Mutual Information Preserving Neural Network Pruning
Charles Westphal, Stephen Hailes, Mirco Musolesi
TL;DR
MIPP introduces a principled activation-based pruning method that preserves mutual information (MI) between adjacent layer activations, enabling retrainable pruned networks whether pruning occurs before or after training. It leverages the Transfer Entropy Redundancy Criterion (TERC) with MI ordering to dynamically remove non-transferent neurons while maintaining a bijective mapping between upstream and downstream activations, yielding an upper bound on the data-mask MI and improving sample efficiency. Theoretical results establish retrainability and MI bounds, while empirical evaluations on MNIST and CIFAR datasets show strong performance and reduced layer-collapse across a broad set of architectures, outperforming state-of-the-art baselines in many high-sparsity regimes. The approach demonstrates that MI-preserving pruning can effectively compress models with minimal performance loss and offers practical insights into feature and network compression, with code forthcoming.
Abstract
Pruning has emerged as the primary approach used to limit the resource requirements of large neural networks (NNs). Since the proposal of the lottery ticket hypothesis, researchers have focused either on pruning at initialization or after training.

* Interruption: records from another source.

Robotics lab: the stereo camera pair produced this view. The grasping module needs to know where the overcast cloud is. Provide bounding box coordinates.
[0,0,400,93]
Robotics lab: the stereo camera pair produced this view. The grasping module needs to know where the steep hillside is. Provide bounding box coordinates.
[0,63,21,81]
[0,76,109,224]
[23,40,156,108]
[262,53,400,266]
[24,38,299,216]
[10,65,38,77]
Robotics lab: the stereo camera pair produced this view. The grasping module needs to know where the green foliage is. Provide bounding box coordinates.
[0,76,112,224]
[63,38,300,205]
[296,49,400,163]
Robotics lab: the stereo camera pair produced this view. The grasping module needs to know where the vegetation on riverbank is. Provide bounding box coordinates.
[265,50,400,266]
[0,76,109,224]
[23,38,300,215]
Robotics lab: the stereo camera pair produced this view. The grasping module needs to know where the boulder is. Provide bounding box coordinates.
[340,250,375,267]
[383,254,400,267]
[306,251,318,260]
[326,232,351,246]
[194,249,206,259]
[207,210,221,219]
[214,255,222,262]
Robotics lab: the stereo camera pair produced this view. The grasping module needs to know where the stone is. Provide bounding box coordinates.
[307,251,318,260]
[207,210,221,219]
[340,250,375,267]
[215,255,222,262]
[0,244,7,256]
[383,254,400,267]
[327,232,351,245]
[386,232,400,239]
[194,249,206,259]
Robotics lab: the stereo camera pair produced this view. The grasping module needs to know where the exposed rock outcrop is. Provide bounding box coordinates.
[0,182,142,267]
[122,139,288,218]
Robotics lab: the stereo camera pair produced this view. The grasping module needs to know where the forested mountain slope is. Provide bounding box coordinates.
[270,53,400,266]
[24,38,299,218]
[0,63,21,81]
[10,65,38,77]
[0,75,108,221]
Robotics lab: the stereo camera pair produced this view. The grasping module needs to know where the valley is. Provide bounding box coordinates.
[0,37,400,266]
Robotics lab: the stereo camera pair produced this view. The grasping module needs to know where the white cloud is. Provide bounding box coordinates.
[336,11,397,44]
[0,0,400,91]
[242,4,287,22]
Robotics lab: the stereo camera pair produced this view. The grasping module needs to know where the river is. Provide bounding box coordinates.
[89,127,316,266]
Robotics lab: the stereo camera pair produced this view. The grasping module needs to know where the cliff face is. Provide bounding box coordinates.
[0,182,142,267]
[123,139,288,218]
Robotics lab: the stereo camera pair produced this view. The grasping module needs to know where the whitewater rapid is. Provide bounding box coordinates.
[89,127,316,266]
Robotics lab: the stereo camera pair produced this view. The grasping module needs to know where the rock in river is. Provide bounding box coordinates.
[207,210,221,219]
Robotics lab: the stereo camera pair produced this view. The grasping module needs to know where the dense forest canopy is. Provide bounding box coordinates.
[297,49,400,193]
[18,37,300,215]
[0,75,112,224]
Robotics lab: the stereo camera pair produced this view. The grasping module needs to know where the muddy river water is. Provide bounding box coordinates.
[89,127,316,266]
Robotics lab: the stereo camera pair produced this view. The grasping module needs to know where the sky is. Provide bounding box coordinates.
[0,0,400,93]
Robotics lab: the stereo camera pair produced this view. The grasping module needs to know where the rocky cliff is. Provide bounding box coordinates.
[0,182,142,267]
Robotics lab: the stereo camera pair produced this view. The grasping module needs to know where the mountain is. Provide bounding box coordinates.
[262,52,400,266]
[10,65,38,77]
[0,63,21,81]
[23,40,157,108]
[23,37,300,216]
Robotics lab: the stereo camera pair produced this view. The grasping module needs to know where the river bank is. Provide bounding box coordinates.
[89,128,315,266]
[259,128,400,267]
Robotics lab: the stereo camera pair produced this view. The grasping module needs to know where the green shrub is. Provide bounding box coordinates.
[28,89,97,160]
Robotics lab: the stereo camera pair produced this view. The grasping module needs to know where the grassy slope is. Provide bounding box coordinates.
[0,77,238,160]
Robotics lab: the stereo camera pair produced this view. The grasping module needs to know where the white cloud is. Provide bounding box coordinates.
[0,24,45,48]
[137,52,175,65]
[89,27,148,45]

However, recent theoretical findings have shown that the sample efficiency of robust pruned models is proportional to the mutual information (MI) between the pruning masks and the model's training datasets, \textit{whether at initialization or after training}. In this paper, starting from these results, we introduce Mutual Information Preserving Pruning (MIPP), a structured activation-based pruning technique applicable before or after training. The core principle of MIPP is to select nodes in a way that conserves MI shared between the activations of adjacent layers, and consequently between the data and masks. Approaching the pruning problem in this manner means we can prove that there exists a function that can map the pruned upstream layer's activations to the downstream layer's, implying re-trainability. We demonstrate that MIPP consistently outperforms state-of-the-art methods, regardless of whether pruning is performed before or after training.